In The Dutch Mountains is a series of paintings depicting images of Dutch landscapes, that were generated by artificial intelligence. The concept for this series was inspired by the early Vincent van Gogh painting titled “The Flower Beds in Holland”. The painting by Van Gogh depicts the landscape I grew up in until I was 16 years old. Even though I call this landscape home, recognising it in the painting evoked both a sense of familiarity as alienation in me since these fields and the depictions of them – in their banality as well as distinctiveness – are known around the world and seem to belong to everyone. Cycling through the flower fields as a kid, I’ve witnessed countless of people from all over the world admiring the environment around me. As these fields were mundane to me, I’ve only ever truly started looking at these fields, through the eyes of others, wondering what they were seeing that I could not.

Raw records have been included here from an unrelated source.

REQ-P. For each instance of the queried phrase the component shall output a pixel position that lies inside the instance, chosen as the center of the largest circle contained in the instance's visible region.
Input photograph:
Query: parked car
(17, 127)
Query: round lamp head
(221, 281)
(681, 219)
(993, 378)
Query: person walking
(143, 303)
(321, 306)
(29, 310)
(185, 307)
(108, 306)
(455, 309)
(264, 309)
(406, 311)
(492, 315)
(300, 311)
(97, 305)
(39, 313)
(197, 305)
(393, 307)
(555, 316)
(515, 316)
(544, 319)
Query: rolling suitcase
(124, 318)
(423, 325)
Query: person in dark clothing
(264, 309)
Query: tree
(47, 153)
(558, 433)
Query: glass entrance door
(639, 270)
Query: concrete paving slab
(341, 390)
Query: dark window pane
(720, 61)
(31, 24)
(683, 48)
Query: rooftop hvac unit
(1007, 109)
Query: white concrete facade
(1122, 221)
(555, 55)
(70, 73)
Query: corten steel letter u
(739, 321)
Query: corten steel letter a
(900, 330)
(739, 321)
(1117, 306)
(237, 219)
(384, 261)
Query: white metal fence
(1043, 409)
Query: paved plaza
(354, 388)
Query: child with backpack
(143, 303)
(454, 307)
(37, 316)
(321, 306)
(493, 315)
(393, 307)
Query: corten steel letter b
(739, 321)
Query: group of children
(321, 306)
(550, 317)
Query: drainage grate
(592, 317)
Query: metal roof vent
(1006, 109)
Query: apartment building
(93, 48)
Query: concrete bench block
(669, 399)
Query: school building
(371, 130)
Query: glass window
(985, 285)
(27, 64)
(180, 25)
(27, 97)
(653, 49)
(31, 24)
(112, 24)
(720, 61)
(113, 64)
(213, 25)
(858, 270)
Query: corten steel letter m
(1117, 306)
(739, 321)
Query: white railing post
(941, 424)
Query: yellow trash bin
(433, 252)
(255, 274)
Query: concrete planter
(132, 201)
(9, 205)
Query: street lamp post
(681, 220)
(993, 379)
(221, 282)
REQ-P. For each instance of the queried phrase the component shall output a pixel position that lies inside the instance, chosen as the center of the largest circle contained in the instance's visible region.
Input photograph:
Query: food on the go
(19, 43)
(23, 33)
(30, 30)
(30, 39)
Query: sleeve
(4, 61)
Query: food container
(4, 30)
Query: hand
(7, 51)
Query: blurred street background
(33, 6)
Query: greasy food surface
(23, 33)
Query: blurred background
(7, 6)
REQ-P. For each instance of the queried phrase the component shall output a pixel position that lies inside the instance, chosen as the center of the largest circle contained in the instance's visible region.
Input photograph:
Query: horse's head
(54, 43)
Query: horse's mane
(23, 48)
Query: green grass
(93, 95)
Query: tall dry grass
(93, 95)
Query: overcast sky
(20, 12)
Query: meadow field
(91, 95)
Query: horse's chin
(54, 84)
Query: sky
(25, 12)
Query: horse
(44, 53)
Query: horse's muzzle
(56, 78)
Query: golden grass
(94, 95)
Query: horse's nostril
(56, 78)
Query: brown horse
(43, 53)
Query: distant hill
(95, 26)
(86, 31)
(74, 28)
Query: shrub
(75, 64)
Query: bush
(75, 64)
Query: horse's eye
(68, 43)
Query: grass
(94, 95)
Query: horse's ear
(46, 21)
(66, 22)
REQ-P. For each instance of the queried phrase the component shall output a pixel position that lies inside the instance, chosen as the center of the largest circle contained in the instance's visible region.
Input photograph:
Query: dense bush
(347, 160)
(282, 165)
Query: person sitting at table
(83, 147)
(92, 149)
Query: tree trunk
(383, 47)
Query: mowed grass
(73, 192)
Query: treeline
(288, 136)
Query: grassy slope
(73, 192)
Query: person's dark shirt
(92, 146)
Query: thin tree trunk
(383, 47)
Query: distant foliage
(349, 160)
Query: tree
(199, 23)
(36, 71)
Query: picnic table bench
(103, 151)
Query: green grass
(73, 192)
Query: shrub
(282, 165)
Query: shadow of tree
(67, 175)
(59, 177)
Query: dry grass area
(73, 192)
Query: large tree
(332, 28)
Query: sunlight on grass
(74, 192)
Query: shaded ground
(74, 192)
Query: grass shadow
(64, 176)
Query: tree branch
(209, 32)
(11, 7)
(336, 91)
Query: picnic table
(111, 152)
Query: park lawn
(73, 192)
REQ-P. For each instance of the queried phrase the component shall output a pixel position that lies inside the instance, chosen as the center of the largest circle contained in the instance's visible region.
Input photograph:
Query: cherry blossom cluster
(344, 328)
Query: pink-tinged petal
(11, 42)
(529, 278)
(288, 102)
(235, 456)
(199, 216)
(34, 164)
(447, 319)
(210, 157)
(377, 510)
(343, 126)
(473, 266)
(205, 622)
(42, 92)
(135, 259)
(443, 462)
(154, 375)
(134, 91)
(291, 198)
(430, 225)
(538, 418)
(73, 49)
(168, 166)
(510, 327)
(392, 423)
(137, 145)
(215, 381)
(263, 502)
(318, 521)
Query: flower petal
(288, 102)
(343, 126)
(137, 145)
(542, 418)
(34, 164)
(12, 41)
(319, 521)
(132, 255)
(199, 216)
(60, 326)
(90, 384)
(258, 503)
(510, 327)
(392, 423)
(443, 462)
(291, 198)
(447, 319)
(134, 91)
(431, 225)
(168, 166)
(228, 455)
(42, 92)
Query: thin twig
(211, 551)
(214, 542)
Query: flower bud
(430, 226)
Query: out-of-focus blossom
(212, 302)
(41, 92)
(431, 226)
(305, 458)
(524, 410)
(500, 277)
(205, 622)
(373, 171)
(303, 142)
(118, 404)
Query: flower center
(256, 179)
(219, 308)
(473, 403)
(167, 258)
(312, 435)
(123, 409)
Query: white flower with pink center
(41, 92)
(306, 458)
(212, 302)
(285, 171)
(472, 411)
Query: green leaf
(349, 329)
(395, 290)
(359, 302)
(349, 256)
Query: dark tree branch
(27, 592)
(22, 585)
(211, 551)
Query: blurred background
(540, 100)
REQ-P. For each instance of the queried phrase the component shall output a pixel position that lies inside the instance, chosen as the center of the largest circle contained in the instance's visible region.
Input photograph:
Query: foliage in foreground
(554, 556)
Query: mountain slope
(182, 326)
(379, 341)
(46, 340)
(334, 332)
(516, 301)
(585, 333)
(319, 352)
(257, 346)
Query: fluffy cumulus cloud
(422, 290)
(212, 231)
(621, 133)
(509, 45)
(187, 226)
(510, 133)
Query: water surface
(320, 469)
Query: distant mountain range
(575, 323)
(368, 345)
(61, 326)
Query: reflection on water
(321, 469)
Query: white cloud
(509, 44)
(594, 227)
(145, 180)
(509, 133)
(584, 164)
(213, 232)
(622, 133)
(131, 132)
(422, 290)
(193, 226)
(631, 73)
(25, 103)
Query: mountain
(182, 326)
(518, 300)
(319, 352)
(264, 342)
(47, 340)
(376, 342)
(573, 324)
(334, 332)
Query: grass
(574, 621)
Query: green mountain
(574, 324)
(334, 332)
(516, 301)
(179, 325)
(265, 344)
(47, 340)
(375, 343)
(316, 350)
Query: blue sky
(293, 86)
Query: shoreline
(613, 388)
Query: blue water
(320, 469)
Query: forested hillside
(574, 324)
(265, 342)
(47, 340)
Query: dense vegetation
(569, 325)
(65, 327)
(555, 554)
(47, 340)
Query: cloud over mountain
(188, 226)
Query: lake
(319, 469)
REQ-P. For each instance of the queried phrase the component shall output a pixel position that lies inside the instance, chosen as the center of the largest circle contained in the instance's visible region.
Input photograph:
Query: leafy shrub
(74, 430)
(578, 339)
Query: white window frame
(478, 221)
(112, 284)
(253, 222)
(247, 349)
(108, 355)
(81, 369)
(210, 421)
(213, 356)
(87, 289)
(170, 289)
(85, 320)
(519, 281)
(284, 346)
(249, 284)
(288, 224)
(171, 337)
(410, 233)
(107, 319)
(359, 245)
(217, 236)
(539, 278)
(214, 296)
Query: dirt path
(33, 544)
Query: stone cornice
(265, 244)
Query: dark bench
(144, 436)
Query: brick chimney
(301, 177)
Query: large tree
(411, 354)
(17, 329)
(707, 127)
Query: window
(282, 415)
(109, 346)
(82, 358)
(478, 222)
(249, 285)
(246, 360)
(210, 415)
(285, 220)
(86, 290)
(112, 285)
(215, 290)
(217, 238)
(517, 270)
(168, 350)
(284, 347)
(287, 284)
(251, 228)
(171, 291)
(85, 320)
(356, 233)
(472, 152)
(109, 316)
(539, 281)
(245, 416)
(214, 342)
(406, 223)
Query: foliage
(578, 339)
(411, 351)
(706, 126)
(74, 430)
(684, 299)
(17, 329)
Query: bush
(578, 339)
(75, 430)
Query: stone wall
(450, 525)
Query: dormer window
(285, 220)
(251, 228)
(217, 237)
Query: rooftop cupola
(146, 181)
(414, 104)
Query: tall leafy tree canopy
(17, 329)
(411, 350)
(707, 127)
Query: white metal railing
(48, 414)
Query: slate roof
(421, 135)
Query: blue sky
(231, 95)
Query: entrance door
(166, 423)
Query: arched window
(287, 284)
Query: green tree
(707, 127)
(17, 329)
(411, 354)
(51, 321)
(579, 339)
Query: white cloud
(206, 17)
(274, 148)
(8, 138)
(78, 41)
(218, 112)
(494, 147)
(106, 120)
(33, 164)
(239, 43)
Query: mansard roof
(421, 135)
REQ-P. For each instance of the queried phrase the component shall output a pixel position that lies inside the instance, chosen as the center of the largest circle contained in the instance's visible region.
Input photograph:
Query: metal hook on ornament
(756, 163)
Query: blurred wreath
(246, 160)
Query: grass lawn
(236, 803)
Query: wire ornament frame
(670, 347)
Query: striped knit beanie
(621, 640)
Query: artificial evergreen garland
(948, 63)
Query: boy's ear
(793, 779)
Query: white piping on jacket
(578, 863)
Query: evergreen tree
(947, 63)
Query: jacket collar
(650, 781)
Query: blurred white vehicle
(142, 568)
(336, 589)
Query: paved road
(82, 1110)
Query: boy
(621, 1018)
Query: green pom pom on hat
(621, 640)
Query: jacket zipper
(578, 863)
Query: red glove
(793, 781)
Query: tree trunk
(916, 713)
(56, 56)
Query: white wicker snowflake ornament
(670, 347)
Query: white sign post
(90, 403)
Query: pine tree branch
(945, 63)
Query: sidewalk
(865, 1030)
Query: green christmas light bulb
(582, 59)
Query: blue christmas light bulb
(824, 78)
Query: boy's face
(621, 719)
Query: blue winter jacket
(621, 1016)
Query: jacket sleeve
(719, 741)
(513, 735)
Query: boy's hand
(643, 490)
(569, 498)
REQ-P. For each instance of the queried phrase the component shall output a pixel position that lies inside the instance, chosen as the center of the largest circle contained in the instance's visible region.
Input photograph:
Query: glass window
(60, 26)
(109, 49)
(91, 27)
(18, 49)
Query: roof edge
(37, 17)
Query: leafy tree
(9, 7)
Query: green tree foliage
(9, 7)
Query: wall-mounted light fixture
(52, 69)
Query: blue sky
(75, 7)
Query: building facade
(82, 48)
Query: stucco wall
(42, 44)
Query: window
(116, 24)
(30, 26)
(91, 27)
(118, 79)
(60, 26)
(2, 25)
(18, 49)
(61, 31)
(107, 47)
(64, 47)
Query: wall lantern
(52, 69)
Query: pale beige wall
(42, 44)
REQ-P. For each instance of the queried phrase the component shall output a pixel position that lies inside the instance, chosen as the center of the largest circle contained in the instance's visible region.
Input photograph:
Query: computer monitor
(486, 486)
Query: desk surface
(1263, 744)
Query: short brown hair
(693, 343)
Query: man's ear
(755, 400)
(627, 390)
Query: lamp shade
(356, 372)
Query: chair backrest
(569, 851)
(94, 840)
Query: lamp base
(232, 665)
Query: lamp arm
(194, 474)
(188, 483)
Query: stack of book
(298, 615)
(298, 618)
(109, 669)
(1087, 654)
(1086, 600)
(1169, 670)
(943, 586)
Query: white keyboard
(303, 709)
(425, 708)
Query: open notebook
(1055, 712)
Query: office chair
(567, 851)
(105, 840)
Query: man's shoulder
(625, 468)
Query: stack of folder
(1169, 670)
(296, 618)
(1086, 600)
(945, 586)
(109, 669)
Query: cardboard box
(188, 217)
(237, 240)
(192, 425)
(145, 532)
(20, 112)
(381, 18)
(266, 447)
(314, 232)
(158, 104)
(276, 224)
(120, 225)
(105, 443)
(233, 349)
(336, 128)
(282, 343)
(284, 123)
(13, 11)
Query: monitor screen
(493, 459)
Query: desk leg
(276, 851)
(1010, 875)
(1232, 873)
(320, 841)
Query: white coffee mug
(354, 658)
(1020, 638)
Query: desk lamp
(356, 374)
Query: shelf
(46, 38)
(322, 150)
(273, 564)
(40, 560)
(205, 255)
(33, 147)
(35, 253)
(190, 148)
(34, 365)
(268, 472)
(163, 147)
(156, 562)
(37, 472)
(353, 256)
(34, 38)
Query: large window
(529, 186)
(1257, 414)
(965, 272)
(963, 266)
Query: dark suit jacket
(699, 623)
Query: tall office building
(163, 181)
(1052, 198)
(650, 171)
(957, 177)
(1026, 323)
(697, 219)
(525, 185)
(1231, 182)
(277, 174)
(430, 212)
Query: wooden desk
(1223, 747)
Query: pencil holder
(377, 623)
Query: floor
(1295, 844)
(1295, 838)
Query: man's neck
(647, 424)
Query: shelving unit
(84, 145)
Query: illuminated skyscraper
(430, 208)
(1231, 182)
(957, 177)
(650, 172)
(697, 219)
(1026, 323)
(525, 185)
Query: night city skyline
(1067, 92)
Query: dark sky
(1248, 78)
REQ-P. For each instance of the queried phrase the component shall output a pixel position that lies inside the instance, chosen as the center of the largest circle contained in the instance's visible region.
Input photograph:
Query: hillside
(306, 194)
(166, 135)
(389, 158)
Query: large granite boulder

Consumed by mass tourism every year, these fields are witnessed through eyes that seem to reduce the landscape to an idea that is associated with it. Seeking confirmation of that idea, rather than a unique and authentic experience. Contrastingly, in our visual culture, we often view the oil painting as the purest form of authenticity: an original image containing the aura of the artist. Witnessing these stereotypical fields depicted on a rare oil painting by Van Gogh felt oddly similar to the experience I had as a kid, when I struggled to see the unique beauty of my surroundings.
Through this project, I wanted to create something that is both hyper personal as it is universal. Something that is both authentic as it is artificial. I sought to convey the paradoxical experience described above by turning it inside out: I wanted to explore the craftsmanship of painting as a form of mass production and the over-consumed, touristic landscape as an unexplored environment of which only one exists. In order to do so, I trained artificial intelligence to generate a unique, one-of-a-kind interpretation of a flower field, based on a database of open source image libraries depicting existing flower fields.These interpretations were then translated into oil paintings by a craftsman who is specialised in the large-scale (re)production of images and master paintings.
This series of paintings inevitably refers to the rich history of landscape painting and the role the Dutch landscape has played in it. And so not only does this series question the notion of authenticity, it also examines the potential of contemporary landscape painting.